Failure to Provide Appropriate ADL Care and Behavioral Management
Penalty
Summary
The facility failed to provide appropriate care and services to two residents who required assistance with activities of daily living (ADLs). For one resident with hemiplegia, arthritis, and a pressure ulcer, the clinical record and staff interviews revealed that the resident was totally dependent on staff for bed mobility and transfers. During a dressing change, the resident was positioned near the edge of the bed and slid off onto the floor. Documentation indicated that only one staff member was present during the procedure, despite the resident's care plan and assessment indicating total dependence, which would require two staff members to safely provide care and maintain the resident's position. The facility's post-fall documentation was incomplete, failing to note whether side rails were in place or if current interventions were followed. Another resident with a history of subdural hemorrhage and dementia exhibited new behavioral disturbances, including confusion, agitation, yelling, grabbing staff, and attempting to leave the facility.
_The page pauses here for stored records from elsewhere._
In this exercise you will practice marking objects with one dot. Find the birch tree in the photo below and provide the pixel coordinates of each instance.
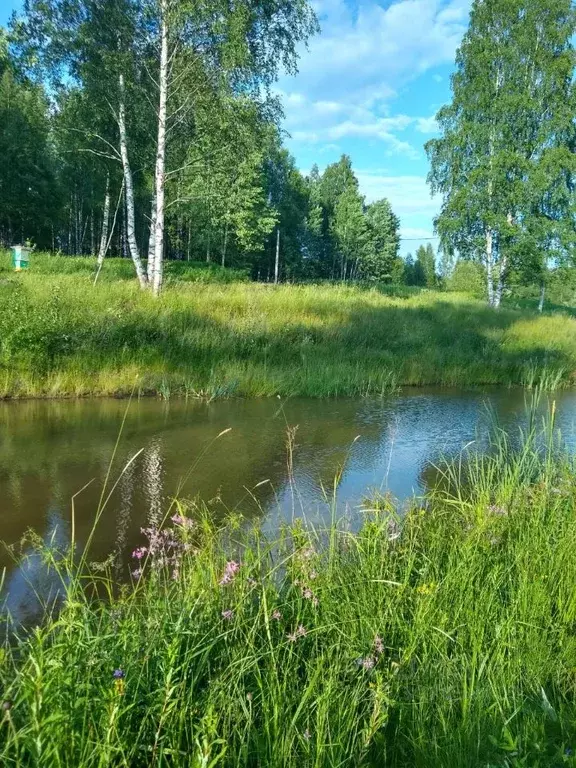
(239, 48)
(505, 151)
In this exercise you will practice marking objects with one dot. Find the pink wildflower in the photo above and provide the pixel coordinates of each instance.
(300, 632)
(230, 572)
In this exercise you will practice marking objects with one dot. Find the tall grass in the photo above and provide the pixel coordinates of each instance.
(62, 336)
(443, 638)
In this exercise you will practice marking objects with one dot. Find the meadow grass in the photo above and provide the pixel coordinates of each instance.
(62, 336)
(442, 638)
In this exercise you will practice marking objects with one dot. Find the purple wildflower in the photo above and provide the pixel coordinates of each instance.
(494, 509)
(230, 572)
(300, 632)
(367, 663)
(307, 594)
(183, 522)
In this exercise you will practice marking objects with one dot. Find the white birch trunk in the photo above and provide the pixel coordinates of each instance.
(277, 261)
(542, 297)
(105, 224)
(159, 176)
(225, 245)
(152, 242)
(129, 188)
(500, 286)
(490, 266)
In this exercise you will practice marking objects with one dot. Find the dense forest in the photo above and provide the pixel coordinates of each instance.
(137, 129)
(151, 130)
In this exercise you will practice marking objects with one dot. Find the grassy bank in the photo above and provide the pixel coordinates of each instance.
(442, 640)
(60, 335)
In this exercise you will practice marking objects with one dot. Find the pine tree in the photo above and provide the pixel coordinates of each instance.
(383, 242)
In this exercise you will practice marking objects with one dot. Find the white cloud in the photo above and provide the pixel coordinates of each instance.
(365, 54)
(427, 124)
(408, 195)
(416, 233)
(367, 51)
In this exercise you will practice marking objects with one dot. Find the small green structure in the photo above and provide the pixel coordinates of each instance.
(21, 257)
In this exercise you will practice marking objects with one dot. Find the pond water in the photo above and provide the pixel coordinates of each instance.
(343, 450)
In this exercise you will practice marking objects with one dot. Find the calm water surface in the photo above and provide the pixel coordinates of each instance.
(50, 450)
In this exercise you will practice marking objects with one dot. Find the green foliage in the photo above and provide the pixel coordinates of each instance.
(61, 335)
(504, 164)
(425, 267)
(467, 277)
(379, 261)
(440, 638)
(28, 189)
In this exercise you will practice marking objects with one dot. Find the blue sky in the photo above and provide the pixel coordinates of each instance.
(369, 85)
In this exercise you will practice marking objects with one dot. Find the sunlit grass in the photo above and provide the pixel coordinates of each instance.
(62, 336)
(442, 638)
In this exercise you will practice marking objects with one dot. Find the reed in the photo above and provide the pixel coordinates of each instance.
(441, 637)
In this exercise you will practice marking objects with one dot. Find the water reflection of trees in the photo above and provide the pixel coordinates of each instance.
(50, 449)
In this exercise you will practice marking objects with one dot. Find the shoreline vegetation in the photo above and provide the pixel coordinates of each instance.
(439, 638)
(214, 334)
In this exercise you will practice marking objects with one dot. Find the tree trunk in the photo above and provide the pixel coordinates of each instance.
(161, 152)
(152, 242)
(129, 188)
(542, 296)
(490, 266)
(105, 223)
(500, 286)
(277, 261)
(225, 245)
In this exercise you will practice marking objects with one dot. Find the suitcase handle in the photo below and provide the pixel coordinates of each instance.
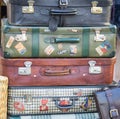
(63, 12)
(65, 106)
(57, 73)
(57, 40)
(62, 40)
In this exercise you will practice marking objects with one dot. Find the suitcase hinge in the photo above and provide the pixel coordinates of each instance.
(95, 9)
(30, 8)
(25, 70)
(94, 69)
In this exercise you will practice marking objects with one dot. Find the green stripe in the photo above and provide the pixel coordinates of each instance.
(35, 42)
(85, 42)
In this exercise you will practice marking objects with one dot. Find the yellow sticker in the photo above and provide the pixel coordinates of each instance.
(20, 48)
(10, 41)
(49, 50)
(73, 49)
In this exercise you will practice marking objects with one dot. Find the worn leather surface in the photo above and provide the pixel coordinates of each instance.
(78, 71)
(103, 104)
(41, 15)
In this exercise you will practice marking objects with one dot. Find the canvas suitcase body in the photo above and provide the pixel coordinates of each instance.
(116, 13)
(56, 71)
(59, 116)
(51, 100)
(59, 12)
(19, 41)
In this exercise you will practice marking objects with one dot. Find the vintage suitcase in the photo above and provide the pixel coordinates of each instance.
(19, 41)
(60, 116)
(59, 12)
(116, 13)
(51, 100)
(56, 71)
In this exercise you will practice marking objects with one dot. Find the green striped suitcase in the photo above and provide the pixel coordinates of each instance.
(60, 116)
(19, 41)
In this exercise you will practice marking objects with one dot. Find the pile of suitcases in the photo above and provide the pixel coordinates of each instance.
(56, 55)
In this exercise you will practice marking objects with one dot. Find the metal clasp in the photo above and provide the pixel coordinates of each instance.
(23, 36)
(94, 69)
(99, 36)
(113, 113)
(25, 70)
(28, 98)
(30, 8)
(63, 3)
(95, 9)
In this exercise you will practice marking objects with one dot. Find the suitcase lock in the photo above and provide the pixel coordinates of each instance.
(94, 69)
(28, 9)
(25, 70)
(95, 9)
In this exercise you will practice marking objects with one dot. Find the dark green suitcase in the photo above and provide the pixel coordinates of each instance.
(19, 41)
(60, 116)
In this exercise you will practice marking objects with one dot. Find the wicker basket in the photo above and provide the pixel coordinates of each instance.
(3, 97)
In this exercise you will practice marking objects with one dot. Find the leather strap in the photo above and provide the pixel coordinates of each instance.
(35, 42)
(113, 110)
(85, 42)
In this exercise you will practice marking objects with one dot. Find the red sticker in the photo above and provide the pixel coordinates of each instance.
(19, 106)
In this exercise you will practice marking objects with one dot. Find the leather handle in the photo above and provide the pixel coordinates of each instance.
(65, 106)
(73, 40)
(57, 73)
(63, 12)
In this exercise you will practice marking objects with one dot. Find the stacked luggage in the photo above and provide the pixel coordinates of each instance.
(56, 55)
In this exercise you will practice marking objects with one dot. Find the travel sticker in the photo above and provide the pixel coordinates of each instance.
(49, 50)
(19, 106)
(103, 48)
(73, 49)
(20, 48)
(10, 41)
(86, 104)
(44, 106)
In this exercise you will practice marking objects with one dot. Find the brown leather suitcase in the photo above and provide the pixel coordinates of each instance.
(58, 71)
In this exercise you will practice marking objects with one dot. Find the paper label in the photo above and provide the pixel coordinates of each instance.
(10, 41)
(103, 48)
(49, 50)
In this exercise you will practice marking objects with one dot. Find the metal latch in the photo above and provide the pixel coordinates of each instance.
(29, 8)
(25, 70)
(95, 9)
(99, 36)
(23, 36)
(94, 69)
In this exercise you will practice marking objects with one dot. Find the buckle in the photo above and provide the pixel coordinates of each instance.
(63, 3)
(114, 113)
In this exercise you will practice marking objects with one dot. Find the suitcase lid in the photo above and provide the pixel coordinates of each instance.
(10, 29)
(56, 3)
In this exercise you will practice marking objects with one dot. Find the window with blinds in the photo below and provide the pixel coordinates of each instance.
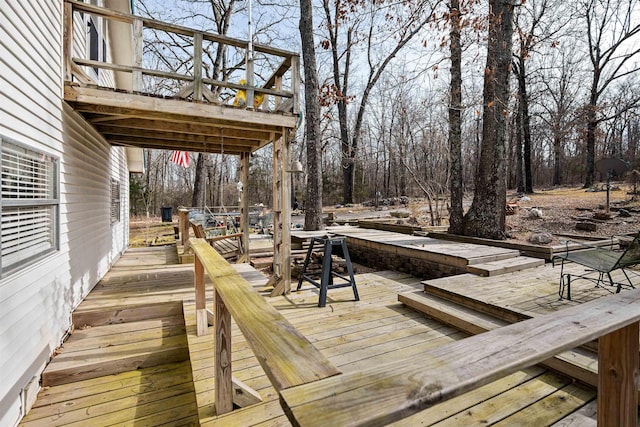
(115, 201)
(29, 205)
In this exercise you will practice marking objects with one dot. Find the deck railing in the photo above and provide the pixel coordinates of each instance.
(313, 394)
(286, 356)
(193, 60)
(383, 394)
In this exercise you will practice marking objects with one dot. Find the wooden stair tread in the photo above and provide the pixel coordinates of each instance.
(484, 259)
(123, 314)
(119, 339)
(578, 363)
(124, 333)
(504, 266)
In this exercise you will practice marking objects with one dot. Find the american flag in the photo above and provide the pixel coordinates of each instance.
(180, 158)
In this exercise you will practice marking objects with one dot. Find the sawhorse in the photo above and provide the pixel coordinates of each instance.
(326, 280)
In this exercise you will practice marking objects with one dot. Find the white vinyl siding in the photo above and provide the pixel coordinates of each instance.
(36, 300)
(29, 205)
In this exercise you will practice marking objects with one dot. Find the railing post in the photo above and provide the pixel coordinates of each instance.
(617, 373)
(137, 54)
(201, 309)
(223, 378)
(183, 224)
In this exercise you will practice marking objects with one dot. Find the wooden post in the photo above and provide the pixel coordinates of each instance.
(223, 378)
(285, 197)
(617, 373)
(183, 224)
(277, 100)
(201, 308)
(295, 83)
(281, 215)
(244, 204)
(250, 90)
(137, 54)
(197, 66)
(67, 45)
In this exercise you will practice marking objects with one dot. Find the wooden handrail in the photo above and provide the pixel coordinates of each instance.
(286, 356)
(384, 394)
(288, 60)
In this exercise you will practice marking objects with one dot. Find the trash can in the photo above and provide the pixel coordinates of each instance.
(166, 213)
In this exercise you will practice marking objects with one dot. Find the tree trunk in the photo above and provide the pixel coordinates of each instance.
(592, 125)
(486, 217)
(313, 197)
(520, 178)
(524, 122)
(455, 123)
(557, 159)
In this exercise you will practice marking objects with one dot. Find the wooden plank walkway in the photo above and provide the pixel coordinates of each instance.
(353, 335)
(521, 294)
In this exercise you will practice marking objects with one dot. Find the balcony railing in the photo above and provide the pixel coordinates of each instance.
(192, 60)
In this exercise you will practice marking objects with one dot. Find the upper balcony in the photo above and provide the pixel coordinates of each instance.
(173, 102)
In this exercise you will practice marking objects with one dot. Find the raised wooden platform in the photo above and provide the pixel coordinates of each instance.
(353, 335)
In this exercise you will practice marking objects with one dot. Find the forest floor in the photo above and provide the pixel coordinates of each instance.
(555, 211)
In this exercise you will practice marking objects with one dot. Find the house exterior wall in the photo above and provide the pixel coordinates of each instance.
(36, 301)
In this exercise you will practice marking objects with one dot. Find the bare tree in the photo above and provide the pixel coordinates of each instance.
(313, 198)
(613, 37)
(456, 212)
(559, 105)
(402, 22)
(486, 216)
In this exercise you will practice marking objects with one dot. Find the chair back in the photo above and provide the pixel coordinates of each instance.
(631, 255)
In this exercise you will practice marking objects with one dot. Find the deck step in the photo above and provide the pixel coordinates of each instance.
(130, 313)
(108, 349)
(580, 364)
(495, 268)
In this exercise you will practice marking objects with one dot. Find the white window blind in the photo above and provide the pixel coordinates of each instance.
(29, 205)
(115, 201)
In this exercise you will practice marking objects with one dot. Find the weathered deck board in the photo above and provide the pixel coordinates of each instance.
(353, 335)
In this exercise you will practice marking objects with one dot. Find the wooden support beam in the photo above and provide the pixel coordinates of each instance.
(183, 224)
(295, 84)
(250, 92)
(222, 325)
(281, 215)
(618, 373)
(244, 205)
(201, 309)
(67, 43)
(138, 48)
(197, 66)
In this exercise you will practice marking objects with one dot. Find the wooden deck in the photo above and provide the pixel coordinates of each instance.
(353, 335)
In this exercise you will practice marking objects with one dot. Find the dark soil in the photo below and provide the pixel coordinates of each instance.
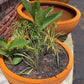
(47, 66)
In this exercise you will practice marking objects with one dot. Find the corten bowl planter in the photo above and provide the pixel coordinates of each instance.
(15, 79)
(66, 23)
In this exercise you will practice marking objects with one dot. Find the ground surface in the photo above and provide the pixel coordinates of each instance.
(78, 41)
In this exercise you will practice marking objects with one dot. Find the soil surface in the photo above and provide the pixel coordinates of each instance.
(47, 66)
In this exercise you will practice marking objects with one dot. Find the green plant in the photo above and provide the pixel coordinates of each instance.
(41, 18)
(39, 35)
(9, 49)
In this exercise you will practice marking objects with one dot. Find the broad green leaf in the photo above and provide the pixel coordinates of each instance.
(16, 60)
(3, 43)
(2, 52)
(48, 11)
(36, 9)
(18, 43)
(50, 19)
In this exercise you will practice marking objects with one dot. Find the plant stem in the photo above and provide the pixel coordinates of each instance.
(57, 59)
(10, 59)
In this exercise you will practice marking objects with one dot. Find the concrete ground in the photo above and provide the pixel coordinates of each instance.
(78, 41)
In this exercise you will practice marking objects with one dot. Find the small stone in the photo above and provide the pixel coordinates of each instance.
(39, 77)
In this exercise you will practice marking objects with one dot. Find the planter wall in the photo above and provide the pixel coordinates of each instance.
(66, 23)
(15, 79)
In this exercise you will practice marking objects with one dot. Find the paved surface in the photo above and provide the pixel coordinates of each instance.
(78, 40)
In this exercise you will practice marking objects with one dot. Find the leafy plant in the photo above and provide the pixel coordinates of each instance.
(41, 18)
(8, 49)
(39, 37)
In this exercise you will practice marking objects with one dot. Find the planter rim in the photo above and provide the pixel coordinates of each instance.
(58, 77)
(78, 14)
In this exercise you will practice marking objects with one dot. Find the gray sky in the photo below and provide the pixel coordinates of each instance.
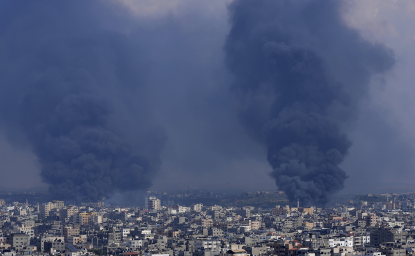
(206, 146)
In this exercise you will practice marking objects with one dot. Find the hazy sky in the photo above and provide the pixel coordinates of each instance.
(206, 146)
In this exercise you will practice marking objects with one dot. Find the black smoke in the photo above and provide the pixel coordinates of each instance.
(299, 75)
(66, 90)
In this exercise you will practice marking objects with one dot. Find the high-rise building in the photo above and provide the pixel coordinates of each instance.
(44, 210)
(58, 204)
(153, 203)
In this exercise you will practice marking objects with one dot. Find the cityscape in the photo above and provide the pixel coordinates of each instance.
(383, 225)
(207, 127)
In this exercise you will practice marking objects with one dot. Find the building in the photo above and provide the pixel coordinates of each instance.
(44, 210)
(153, 203)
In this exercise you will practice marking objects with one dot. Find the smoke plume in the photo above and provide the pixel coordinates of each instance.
(299, 75)
(65, 91)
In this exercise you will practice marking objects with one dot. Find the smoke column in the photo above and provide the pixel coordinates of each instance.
(299, 75)
(65, 91)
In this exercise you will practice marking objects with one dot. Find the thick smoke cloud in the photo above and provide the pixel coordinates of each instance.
(300, 73)
(65, 90)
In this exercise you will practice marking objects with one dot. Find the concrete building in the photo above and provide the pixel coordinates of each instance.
(153, 204)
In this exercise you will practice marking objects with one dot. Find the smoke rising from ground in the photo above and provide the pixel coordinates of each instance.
(300, 72)
(65, 91)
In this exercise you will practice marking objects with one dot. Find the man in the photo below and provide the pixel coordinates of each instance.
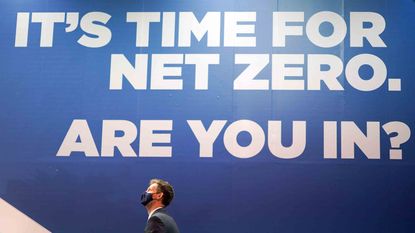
(159, 194)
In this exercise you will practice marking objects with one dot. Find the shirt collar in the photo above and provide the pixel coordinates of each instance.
(152, 212)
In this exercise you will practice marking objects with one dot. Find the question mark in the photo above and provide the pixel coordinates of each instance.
(403, 135)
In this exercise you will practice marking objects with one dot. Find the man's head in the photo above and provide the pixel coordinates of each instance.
(160, 191)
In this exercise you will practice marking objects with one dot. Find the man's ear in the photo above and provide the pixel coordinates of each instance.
(160, 195)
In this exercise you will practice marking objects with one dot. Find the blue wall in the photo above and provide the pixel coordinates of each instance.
(44, 89)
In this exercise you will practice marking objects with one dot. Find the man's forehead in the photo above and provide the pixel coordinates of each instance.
(153, 186)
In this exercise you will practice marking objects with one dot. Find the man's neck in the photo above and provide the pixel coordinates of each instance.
(151, 208)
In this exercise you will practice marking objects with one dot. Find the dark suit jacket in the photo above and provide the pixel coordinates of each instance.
(161, 222)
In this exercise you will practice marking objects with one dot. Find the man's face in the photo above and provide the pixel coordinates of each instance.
(153, 189)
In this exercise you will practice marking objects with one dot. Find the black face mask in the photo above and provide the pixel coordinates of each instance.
(146, 198)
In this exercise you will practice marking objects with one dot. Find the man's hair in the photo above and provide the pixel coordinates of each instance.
(166, 188)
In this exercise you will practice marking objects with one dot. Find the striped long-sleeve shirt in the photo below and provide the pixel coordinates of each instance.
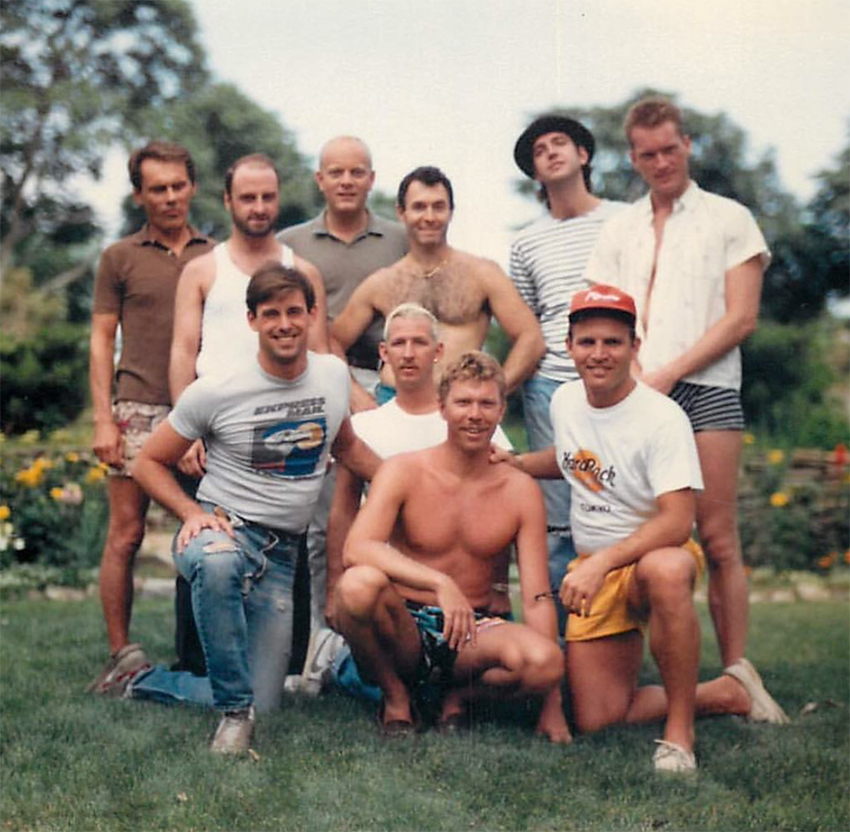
(548, 260)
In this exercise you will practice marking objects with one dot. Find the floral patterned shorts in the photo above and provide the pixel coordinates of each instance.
(136, 421)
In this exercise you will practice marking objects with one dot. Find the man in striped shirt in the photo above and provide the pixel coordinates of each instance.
(548, 260)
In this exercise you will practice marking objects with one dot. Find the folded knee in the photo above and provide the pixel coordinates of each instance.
(668, 577)
(359, 589)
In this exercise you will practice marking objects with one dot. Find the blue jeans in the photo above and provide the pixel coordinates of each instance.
(536, 395)
(242, 601)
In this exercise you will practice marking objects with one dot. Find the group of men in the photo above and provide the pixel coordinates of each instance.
(633, 419)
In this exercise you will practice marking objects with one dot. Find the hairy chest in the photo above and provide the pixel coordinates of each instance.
(452, 296)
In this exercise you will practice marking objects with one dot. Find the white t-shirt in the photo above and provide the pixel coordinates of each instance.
(548, 259)
(389, 430)
(227, 339)
(268, 439)
(620, 459)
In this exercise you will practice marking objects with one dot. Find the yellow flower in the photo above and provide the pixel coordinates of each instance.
(827, 560)
(779, 499)
(30, 477)
(95, 474)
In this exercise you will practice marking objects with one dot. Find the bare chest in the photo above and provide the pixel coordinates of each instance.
(473, 521)
(450, 295)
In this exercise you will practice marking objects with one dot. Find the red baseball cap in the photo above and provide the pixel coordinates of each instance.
(603, 297)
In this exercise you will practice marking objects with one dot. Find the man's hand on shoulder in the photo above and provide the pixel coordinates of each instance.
(199, 520)
(582, 583)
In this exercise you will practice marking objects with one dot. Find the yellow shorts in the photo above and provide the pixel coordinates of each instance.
(136, 421)
(611, 613)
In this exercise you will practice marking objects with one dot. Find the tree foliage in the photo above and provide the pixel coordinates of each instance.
(78, 75)
(809, 244)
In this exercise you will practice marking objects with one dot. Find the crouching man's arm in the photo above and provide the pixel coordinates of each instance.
(344, 507)
(152, 470)
(671, 526)
(367, 545)
(538, 608)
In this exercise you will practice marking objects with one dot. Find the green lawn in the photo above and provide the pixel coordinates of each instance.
(73, 762)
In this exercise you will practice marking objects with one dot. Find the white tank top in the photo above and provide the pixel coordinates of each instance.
(226, 337)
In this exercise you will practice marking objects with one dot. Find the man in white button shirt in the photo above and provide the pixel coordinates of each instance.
(694, 262)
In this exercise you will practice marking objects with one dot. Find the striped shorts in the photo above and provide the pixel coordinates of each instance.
(709, 408)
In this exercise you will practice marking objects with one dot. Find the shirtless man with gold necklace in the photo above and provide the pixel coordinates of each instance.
(461, 290)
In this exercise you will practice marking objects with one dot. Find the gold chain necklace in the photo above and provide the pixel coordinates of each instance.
(427, 273)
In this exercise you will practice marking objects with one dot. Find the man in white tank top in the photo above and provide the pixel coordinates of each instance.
(210, 325)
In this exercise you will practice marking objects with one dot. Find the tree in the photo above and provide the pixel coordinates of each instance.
(77, 75)
(809, 257)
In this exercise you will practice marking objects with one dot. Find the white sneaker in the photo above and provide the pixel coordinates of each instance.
(234, 732)
(670, 758)
(763, 707)
(324, 645)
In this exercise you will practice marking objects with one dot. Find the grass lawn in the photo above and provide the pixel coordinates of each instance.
(74, 762)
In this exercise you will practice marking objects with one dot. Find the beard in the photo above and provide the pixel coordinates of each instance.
(254, 230)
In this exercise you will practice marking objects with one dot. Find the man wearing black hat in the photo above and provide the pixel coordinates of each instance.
(548, 260)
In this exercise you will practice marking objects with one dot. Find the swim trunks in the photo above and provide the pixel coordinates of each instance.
(611, 613)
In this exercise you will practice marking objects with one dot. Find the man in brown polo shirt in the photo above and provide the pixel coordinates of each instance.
(134, 287)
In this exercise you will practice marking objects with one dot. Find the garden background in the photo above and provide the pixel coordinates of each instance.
(82, 81)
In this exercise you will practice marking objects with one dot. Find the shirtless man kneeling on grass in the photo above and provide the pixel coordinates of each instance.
(412, 601)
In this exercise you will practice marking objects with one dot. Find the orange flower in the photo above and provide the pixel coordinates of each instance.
(95, 474)
(826, 561)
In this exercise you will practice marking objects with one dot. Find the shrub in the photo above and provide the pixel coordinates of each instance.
(44, 378)
(54, 512)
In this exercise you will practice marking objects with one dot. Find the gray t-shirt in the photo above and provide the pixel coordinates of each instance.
(268, 439)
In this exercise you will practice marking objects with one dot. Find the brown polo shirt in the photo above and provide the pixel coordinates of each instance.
(136, 280)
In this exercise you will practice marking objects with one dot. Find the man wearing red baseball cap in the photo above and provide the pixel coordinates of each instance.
(629, 454)
(547, 263)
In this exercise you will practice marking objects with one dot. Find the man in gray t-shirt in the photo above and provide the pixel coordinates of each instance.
(269, 429)
(346, 243)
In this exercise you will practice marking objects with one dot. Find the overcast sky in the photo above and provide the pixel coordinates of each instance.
(453, 82)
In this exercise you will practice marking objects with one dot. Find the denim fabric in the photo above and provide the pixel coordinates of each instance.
(242, 601)
(384, 393)
(537, 393)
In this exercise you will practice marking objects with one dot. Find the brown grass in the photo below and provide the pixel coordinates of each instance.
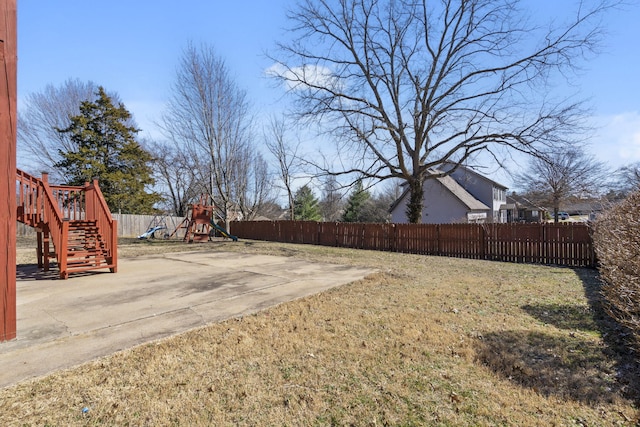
(426, 341)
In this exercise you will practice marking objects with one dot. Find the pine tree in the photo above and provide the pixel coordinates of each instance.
(108, 150)
(358, 205)
(305, 205)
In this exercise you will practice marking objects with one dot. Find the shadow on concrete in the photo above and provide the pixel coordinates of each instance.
(30, 272)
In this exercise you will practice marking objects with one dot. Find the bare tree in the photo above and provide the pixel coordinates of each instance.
(408, 85)
(628, 178)
(208, 115)
(175, 178)
(560, 174)
(285, 151)
(332, 203)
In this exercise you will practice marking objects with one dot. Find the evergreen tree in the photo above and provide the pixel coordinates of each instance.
(107, 149)
(358, 205)
(305, 205)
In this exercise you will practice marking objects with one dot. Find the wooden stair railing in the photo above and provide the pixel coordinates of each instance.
(75, 219)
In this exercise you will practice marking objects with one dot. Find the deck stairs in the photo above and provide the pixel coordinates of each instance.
(74, 227)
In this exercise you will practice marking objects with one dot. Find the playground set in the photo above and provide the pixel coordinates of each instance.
(199, 225)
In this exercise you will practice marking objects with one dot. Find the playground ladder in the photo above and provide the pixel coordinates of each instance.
(74, 219)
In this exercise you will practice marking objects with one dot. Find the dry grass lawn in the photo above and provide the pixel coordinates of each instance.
(426, 341)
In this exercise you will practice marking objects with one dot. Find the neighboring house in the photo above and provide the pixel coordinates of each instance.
(586, 209)
(520, 209)
(463, 196)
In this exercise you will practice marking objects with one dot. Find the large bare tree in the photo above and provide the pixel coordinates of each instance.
(408, 85)
(175, 177)
(285, 150)
(551, 179)
(208, 116)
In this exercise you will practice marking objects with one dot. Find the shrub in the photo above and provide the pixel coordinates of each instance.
(617, 244)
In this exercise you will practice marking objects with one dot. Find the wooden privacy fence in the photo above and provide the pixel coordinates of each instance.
(567, 244)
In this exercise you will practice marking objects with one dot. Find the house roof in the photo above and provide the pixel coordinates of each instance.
(472, 171)
(463, 195)
(454, 188)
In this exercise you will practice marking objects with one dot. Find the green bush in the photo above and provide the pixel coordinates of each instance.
(617, 243)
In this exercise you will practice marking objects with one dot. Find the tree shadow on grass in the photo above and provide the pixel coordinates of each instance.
(569, 363)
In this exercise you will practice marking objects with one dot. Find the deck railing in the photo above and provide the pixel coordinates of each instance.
(49, 208)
Despite these changes, the clinical record did not document that the physician or an alternate provider was notified of the resident's altered behavior, which was not typical for this individual. The resident subsequently fell, sustaining injuries that required hospital evaluation. The facility's documentation and care planning did not reflect the new behavioral symptoms or appropriate interventions in response to the resident's condition. Interviews with facility leadership confirmed that the facility did not provide the necessary treatment and services related to ADLs for these two residents. The deficiencies were identified through review of facility documents, clinical records, and staff interviews, and were cited under 28 Pa. Code: 211.12(d)(1)(3)(5) Nursing services.